Do you need a database and an API?
I would like to present a disclaimer as I am about to launch the kind of talks that drive people away angry. I don’t want to turn software architecture on its head. Today’s projects are not only complex but usually constrained by unfit tooling, unreasonable deadlines, and misunderstood requirements. What I will try to point out here may only be a theoretical exercise. You take what you feel is valuable and leave the rest in the theoretical exercises bin.
The discussion gets academic very fast. You work with your favorite platform and developing language, you work with client requirements and you work with what the company decided to invest in. You have a given set of libraries which allow you to do all sorts of tasks. You probably use a database and some services, and everything you do, every task you work on relies on these dependencies and constraints. If it’s C# it’s also probably Entity Framework, SQL Server, Azure, the .NET API and so on and you are able to do every task in this sandbox. Life as a software developer is good, predictable: it works.
But behind this little sandbox there is a monstrous creature that you forgot about long time ago. You used to tame it maybe in your early years, but the art is forgotten and its paths are hidden. Now you rely on platforms, services, the cloud of course, databases, lambda functions: everything is scalable just like your client said it wants it, everything is testable just like the architect said it should be, everything is using databases just like the administrator said it’s supposed to. But sometimes, a file solves a whole problem bypassing all frameworks, all APIs, all cloud infrastructure. Beyond your application layers there is and always be the operating system.

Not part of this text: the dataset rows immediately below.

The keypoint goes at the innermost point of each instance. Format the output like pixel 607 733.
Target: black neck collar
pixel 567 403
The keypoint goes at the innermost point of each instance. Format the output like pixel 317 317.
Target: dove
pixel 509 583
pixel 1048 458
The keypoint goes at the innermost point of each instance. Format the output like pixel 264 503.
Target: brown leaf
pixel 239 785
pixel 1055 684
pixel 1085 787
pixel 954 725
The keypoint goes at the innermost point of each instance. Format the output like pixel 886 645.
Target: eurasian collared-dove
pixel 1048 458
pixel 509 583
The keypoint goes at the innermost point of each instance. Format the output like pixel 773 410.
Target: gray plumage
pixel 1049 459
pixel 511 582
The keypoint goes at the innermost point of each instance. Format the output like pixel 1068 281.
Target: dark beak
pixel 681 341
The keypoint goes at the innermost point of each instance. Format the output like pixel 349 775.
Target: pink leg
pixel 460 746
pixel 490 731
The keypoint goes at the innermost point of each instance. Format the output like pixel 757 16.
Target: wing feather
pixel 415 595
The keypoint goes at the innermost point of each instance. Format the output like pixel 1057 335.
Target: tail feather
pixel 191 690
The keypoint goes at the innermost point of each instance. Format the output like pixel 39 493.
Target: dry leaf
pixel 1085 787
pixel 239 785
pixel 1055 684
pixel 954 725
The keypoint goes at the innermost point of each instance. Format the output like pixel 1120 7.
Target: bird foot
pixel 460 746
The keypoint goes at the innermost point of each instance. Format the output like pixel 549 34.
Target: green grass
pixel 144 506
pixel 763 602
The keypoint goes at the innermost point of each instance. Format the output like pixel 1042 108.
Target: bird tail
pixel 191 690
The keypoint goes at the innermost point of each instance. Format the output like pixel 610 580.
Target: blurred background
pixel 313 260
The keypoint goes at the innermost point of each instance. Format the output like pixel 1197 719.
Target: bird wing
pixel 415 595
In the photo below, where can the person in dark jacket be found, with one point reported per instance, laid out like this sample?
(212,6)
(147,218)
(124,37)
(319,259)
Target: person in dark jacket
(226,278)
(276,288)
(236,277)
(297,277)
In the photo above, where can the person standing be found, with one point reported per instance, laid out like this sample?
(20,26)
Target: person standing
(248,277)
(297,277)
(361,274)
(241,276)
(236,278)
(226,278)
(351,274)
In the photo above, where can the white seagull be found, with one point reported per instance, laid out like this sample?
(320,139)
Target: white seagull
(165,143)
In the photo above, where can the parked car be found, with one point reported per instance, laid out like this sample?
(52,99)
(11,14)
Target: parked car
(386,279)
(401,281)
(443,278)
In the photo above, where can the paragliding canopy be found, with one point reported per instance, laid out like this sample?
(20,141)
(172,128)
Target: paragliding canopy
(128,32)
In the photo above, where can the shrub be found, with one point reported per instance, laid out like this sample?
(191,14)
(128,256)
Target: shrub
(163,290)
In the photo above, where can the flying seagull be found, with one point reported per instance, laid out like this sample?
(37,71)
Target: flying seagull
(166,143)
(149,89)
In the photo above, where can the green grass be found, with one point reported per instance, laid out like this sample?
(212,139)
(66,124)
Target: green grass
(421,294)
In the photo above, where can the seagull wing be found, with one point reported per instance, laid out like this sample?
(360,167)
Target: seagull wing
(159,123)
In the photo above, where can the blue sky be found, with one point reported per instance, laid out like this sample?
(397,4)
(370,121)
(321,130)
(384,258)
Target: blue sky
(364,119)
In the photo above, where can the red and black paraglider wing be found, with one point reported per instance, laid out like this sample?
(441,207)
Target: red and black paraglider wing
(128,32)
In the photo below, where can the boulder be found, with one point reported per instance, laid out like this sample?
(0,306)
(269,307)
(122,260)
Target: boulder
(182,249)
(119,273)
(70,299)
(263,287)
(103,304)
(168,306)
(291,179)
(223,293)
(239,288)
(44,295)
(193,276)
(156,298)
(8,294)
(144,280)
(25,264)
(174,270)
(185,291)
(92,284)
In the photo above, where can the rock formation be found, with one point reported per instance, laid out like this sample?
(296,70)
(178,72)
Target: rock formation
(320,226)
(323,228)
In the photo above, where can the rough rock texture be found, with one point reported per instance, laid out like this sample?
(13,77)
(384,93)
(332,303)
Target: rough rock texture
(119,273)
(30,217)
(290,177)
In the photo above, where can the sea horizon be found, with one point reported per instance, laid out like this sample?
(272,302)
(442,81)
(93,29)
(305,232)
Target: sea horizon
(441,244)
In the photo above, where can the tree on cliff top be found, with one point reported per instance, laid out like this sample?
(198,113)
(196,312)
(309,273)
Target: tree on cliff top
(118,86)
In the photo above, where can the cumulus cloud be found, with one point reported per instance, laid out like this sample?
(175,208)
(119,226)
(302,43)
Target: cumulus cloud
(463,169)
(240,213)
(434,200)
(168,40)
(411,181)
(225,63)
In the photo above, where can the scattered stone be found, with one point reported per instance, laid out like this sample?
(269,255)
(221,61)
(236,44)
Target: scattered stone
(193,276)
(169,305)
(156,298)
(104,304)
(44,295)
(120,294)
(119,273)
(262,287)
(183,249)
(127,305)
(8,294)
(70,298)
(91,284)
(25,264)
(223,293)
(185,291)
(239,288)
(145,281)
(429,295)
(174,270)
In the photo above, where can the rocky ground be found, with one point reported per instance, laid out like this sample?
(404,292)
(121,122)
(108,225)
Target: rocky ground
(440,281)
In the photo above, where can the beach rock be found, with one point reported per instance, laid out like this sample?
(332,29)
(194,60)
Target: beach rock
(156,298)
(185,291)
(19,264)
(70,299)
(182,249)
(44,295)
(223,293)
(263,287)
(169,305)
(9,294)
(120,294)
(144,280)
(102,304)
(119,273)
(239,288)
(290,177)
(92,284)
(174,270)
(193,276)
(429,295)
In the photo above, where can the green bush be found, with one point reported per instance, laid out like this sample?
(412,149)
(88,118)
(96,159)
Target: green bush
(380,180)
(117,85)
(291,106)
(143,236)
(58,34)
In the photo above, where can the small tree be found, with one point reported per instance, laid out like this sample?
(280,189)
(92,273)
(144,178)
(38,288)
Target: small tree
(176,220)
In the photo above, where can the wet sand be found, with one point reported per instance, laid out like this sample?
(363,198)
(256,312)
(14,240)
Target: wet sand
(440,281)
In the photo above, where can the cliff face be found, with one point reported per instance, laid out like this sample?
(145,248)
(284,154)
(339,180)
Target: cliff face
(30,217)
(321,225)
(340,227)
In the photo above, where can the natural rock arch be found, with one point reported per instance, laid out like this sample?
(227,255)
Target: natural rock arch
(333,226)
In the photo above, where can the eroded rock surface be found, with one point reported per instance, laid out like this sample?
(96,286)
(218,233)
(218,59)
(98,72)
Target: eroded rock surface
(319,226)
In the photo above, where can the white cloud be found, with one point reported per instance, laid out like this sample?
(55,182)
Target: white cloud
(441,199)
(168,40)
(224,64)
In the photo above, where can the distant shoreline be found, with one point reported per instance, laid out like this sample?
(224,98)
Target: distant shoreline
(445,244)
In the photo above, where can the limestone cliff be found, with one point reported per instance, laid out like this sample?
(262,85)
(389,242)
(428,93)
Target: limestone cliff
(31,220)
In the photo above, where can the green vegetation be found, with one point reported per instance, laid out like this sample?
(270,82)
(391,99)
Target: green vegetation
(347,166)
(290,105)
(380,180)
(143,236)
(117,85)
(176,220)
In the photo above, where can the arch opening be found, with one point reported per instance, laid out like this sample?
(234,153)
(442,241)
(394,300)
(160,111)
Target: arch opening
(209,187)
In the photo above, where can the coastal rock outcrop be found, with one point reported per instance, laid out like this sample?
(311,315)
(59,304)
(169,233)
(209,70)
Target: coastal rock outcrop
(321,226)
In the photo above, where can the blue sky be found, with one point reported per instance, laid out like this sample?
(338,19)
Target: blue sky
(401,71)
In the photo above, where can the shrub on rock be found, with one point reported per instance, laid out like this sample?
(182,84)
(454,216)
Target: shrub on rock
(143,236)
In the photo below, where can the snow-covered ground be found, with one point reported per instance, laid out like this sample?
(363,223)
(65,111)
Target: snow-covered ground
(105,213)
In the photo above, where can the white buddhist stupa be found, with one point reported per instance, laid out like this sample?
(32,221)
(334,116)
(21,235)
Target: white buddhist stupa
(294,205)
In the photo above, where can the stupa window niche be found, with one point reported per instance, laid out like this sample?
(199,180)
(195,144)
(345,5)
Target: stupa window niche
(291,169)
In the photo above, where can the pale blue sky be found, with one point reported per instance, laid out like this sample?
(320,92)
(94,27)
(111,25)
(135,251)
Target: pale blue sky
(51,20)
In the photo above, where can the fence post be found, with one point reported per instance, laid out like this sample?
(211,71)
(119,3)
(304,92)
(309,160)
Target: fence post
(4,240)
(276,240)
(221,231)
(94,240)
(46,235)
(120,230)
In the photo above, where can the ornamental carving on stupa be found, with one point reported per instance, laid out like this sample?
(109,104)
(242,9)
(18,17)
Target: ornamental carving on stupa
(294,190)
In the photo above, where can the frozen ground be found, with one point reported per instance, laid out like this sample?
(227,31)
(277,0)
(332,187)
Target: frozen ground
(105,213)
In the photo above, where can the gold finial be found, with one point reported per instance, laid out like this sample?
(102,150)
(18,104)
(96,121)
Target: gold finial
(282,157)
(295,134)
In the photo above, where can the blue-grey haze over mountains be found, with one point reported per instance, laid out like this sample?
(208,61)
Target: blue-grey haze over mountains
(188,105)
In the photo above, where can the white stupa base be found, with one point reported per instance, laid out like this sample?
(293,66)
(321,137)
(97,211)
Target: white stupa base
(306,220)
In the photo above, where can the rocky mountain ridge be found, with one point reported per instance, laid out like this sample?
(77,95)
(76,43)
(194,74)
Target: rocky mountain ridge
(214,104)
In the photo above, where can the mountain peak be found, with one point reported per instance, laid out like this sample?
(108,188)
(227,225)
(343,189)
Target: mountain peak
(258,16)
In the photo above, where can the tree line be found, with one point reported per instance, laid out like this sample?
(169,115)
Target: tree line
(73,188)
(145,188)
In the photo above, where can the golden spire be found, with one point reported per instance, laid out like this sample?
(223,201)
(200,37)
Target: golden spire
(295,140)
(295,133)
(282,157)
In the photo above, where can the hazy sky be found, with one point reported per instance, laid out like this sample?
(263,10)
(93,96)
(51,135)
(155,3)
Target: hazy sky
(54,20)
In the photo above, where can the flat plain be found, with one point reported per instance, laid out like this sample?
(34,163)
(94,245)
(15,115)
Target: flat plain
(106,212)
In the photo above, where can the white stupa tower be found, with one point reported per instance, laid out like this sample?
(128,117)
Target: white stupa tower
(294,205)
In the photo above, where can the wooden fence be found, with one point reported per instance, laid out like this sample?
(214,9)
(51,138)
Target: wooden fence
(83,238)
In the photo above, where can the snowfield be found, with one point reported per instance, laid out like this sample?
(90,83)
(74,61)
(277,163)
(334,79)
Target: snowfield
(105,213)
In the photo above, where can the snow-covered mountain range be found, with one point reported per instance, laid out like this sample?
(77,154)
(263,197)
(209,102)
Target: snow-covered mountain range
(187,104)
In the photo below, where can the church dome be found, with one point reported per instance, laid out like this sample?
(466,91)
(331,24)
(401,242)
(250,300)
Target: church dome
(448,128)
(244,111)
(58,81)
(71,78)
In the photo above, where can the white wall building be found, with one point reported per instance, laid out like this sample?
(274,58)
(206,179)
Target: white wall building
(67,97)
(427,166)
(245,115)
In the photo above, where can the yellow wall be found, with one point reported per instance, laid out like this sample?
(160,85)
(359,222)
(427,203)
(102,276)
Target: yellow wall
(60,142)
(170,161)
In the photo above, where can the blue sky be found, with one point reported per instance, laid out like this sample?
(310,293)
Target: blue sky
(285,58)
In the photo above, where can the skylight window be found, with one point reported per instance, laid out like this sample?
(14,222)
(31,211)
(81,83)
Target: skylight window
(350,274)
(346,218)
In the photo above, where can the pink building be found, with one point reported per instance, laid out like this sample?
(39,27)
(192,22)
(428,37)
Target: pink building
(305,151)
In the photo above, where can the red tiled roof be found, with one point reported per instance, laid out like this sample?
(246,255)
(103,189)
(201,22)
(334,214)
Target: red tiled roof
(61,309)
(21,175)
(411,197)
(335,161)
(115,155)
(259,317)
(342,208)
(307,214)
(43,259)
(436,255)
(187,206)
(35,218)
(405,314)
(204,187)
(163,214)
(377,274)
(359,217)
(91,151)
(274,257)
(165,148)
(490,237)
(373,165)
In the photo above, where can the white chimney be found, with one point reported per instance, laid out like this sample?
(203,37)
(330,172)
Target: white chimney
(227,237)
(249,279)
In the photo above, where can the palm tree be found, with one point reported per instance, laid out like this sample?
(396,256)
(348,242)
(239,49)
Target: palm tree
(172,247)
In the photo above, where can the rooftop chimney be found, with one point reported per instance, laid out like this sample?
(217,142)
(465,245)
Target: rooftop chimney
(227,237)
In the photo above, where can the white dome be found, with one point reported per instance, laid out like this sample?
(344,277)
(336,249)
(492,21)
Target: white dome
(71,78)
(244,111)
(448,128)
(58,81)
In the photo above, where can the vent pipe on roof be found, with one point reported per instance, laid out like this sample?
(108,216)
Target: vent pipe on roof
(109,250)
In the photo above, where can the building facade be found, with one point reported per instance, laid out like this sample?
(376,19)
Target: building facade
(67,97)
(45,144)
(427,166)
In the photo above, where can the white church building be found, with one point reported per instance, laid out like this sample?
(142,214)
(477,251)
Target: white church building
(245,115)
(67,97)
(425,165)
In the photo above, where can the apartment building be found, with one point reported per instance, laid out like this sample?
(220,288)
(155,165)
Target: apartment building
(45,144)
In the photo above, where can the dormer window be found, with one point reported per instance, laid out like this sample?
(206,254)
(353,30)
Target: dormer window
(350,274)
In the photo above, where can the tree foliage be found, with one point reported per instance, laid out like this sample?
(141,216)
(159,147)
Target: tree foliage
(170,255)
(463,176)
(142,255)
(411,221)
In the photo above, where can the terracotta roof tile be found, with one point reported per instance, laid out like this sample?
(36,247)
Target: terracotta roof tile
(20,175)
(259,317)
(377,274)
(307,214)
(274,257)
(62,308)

I started to acknowledge the operating system some time ago, at my previous job. We needed to know when an application was ready to be used after deployment. I don’t remember the context: some cross team requirements. The architect decided quickly to mark the successful deployment with a log in the database and then create an endpoint in the API to query it. Easy, if it weren’t for the ugly back-end. I never liked adding stuff to it. The same with the database.
I thought a bit and offered a simpler solution: if the deploy was good and the application was ready to work, let’s make the build process add another file in the deployment folder as a sign of success. The API could just check for the file’s existence and answer if it’s there or not. The architect pondered a bit and offered an improvement: no need for a new file, the build process already created something in the deployment folder that could be used as a ready-to-use mark. He was happy as the solution was of lesser complexity and I was happy too: it was much easier to implement.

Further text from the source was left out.